Perry wrote:The drought years may have been reducing the snake population. From talking to people who have been here longer than me, it sounds like there were more snakes of all kinds back in the 80's and 90's. I've been here since 2002 and rarely see snakes, but a month ago I heard something rattle inside a bush and I'm pretty sure it wasn't a kid shaking a maraca.
I used to encounter rattlesnakes frequently. In my driveway, on my porch, on trails, etc. Took my dogs to rattlesnake aversion training, and still had one bitten on the nose. Had a number of trail disputes with them, particularly between Cowles Mountain and Pyles Peak in the San Diego area, and a particularly memorable dispute with one lurking in the brush on the Ontario Peak trail. Now I have not seen one in four or five years. But I still like to know someone is ahead of me on the trail, running interference, particularly in the dark. But perhaps that is a fallacy, perhaps the hiker preceding you stirs them up, rather than scaring them off.
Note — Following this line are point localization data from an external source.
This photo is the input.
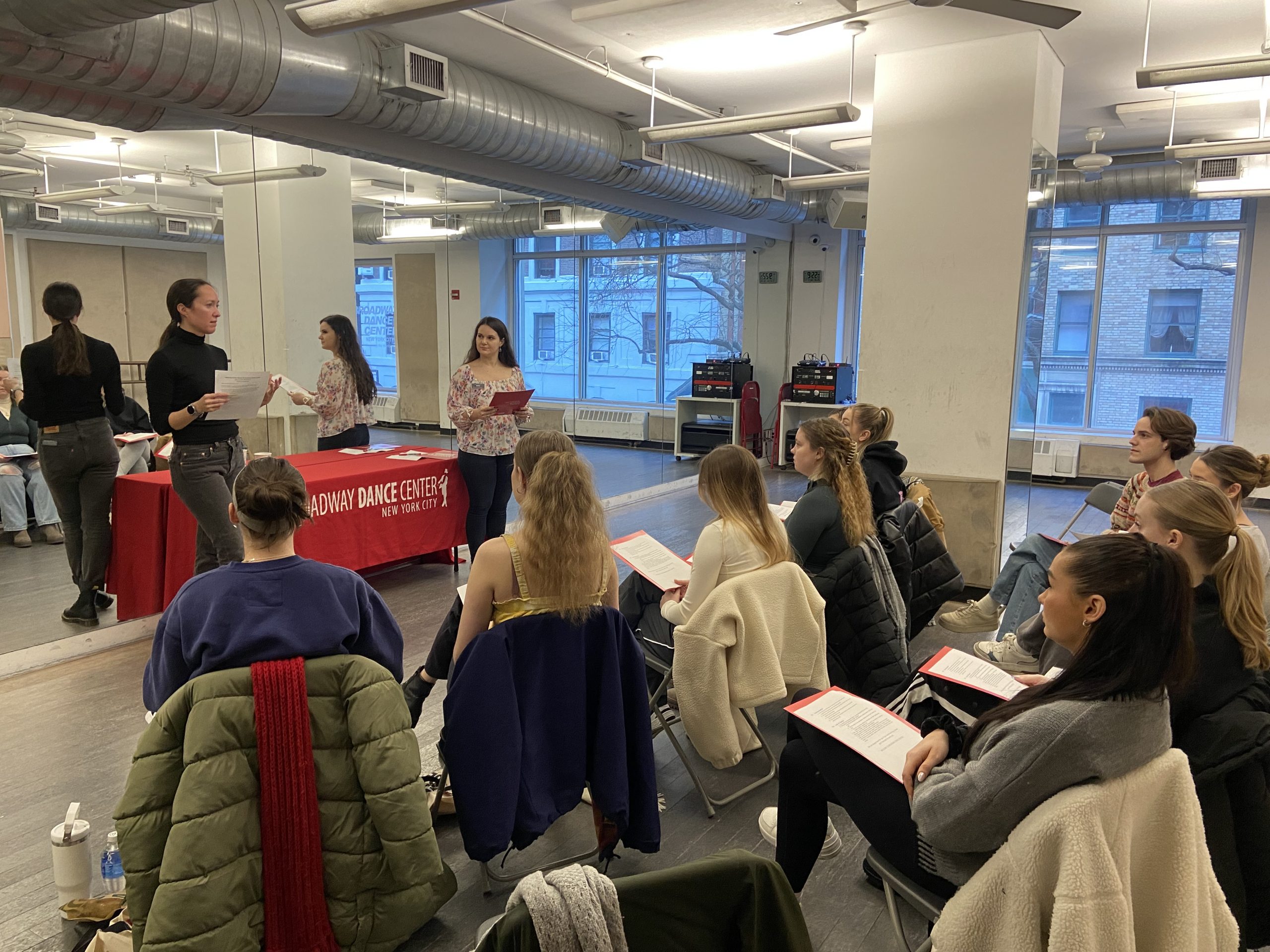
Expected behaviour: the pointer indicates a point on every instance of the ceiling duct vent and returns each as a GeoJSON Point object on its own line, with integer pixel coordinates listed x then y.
{"type": "Point", "coordinates": [638, 154]}
{"type": "Point", "coordinates": [416, 74]}
{"type": "Point", "coordinates": [767, 188]}
{"type": "Point", "coordinates": [1210, 169]}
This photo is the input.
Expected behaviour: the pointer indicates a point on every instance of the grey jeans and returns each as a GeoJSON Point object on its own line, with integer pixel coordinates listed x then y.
{"type": "Point", "coordinates": [203, 477]}
{"type": "Point", "coordinates": [79, 461]}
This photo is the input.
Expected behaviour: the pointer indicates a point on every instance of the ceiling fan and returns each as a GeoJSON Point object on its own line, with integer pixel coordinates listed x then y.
{"type": "Point", "coordinates": [1021, 10]}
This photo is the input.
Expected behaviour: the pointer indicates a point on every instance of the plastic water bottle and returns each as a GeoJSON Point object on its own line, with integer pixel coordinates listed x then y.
{"type": "Point", "coordinates": [112, 864]}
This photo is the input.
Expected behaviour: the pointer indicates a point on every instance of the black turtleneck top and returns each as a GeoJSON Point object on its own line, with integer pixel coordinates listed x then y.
{"type": "Point", "coordinates": [181, 372]}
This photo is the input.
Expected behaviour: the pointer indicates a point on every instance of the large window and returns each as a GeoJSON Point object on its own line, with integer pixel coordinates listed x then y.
{"type": "Point", "coordinates": [1133, 309]}
{"type": "Point", "coordinates": [373, 285]}
{"type": "Point", "coordinates": [651, 305]}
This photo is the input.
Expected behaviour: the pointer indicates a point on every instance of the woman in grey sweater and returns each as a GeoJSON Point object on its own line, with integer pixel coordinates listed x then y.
{"type": "Point", "coordinates": [1122, 606]}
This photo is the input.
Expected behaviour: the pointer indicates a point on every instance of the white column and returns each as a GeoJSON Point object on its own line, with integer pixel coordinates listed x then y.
{"type": "Point", "coordinates": [953, 137]}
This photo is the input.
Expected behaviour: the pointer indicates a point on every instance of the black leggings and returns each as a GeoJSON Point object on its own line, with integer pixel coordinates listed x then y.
{"type": "Point", "coordinates": [489, 486]}
{"type": "Point", "coordinates": [359, 436]}
{"type": "Point", "coordinates": [817, 771]}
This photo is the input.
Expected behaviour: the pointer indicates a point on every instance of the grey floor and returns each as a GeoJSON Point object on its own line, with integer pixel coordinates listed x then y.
{"type": "Point", "coordinates": [69, 733]}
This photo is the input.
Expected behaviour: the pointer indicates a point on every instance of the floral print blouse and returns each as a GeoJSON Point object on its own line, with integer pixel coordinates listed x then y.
{"type": "Point", "coordinates": [495, 436]}
{"type": "Point", "coordinates": [336, 400]}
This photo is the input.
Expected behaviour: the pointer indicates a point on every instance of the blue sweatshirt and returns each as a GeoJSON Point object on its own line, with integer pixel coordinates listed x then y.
{"type": "Point", "coordinates": [247, 612]}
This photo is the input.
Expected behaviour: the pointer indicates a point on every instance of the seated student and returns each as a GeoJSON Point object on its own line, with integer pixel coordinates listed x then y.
{"type": "Point", "coordinates": [1237, 473]}
{"type": "Point", "coordinates": [882, 461]}
{"type": "Point", "coordinates": [530, 448]}
{"type": "Point", "coordinates": [21, 476]}
{"type": "Point", "coordinates": [742, 538]}
{"type": "Point", "coordinates": [836, 513]}
{"type": "Point", "coordinates": [558, 561]}
{"type": "Point", "coordinates": [1122, 606]}
{"type": "Point", "coordinates": [1160, 440]}
{"type": "Point", "coordinates": [273, 604]}
{"type": "Point", "coordinates": [134, 457]}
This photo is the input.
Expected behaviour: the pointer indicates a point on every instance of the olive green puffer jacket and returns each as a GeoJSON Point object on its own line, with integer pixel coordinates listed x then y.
{"type": "Point", "coordinates": [190, 822]}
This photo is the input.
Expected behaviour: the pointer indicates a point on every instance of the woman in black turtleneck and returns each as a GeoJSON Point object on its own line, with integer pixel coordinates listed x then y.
{"type": "Point", "coordinates": [209, 455]}
{"type": "Point", "coordinates": [66, 379]}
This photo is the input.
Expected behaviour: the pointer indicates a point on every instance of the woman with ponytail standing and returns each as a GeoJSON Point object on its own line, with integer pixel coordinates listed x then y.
{"type": "Point", "coordinates": [346, 389]}
{"type": "Point", "coordinates": [181, 386]}
{"type": "Point", "coordinates": [66, 379]}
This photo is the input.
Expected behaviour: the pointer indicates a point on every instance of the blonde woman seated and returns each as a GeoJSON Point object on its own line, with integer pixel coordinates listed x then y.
{"type": "Point", "coordinates": [742, 538]}
{"type": "Point", "coordinates": [558, 561]}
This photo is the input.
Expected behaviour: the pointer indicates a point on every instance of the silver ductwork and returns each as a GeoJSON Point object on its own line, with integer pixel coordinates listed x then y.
{"type": "Point", "coordinates": [1141, 183]}
{"type": "Point", "coordinates": [19, 214]}
{"type": "Point", "coordinates": [63, 18]}
{"type": "Point", "coordinates": [244, 58]}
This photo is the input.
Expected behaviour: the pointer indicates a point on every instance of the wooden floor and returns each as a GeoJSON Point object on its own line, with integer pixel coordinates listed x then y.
{"type": "Point", "coordinates": [69, 733]}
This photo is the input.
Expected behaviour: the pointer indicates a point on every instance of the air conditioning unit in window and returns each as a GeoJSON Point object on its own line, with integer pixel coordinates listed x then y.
{"type": "Point", "coordinates": [386, 409]}
{"type": "Point", "coordinates": [1056, 457]}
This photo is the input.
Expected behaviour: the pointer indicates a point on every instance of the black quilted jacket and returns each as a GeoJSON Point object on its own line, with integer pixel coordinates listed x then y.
{"type": "Point", "coordinates": [865, 652]}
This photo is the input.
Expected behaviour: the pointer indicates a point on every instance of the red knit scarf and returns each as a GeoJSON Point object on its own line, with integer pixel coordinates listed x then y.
{"type": "Point", "coordinates": [295, 903]}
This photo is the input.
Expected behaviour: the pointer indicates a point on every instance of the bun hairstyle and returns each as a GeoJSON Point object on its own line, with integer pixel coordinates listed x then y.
{"type": "Point", "coordinates": [1205, 515]}
{"type": "Point", "coordinates": [271, 500]}
{"type": "Point", "coordinates": [879, 420]}
{"type": "Point", "coordinates": [63, 302]}
{"type": "Point", "coordinates": [1234, 465]}
{"type": "Point", "coordinates": [841, 470]}
{"type": "Point", "coordinates": [185, 293]}
{"type": "Point", "coordinates": [1174, 427]}
{"type": "Point", "coordinates": [1141, 645]}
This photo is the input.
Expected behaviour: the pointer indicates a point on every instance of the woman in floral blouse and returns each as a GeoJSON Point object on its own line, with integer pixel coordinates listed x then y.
{"type": "Point", "coordinates": [346, 389]}
{"type": "Point", "coordinates": [487, 440]}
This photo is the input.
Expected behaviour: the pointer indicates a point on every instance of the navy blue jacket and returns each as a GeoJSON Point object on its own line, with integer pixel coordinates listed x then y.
{"type": "Point", "coordinates": [536, 709]}
{"type": "Point", "coordinates": [247, 612]}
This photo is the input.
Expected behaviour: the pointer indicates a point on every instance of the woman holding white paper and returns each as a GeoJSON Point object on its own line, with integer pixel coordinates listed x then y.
{"type": "Point", "coordinates": [181, 388]}
{"type": "Point", "coordinates": [346, 389]}
{"type": "Point", "coordinates": [487, 438]}
{"type": "Point", "coordinates": [743, 537]}
{"type": "Point", "coordinates": [1122, 606]}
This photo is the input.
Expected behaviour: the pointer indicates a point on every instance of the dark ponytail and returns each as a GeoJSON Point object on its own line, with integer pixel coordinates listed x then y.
{"type": "Point", "coordinates": [1141, 645]}
{"type": "Point", "coordinates": [63, 302]}
{"type": "Point", "coordinates": [183, 291]}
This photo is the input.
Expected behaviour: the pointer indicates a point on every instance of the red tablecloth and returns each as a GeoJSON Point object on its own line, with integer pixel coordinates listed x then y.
{"type": "Point", "coordinates": [369, 511]}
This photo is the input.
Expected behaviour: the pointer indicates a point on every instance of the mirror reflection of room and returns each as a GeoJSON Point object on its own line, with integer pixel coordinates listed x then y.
{"type": "Point", "coordinates": [480, 382]}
I lived in Africa for two years. It was worse there. Two people I knew were returning from a faculty meeting one night to their bungalow, when one was bitten by a cobra, walking across a grassy meadow. Since there are a variety of poisonous snakes there, we had been told that it was important to kill the snake and take its head, so they knew what anti-venom to use. Jerry went back with a flashlight and cutlass (the term for machete there), cut the snake's head off and picked it up. Too soon, the severed head turned around and bit him. They drove about thirty miles to the nearest hospital. Jerry's arm was fine starting out, by the time they arrived at the hospital he was driving with one arm. The guy who took the original bite had to be hospitalized for some time. Jerry had a painful and lame arm for a while.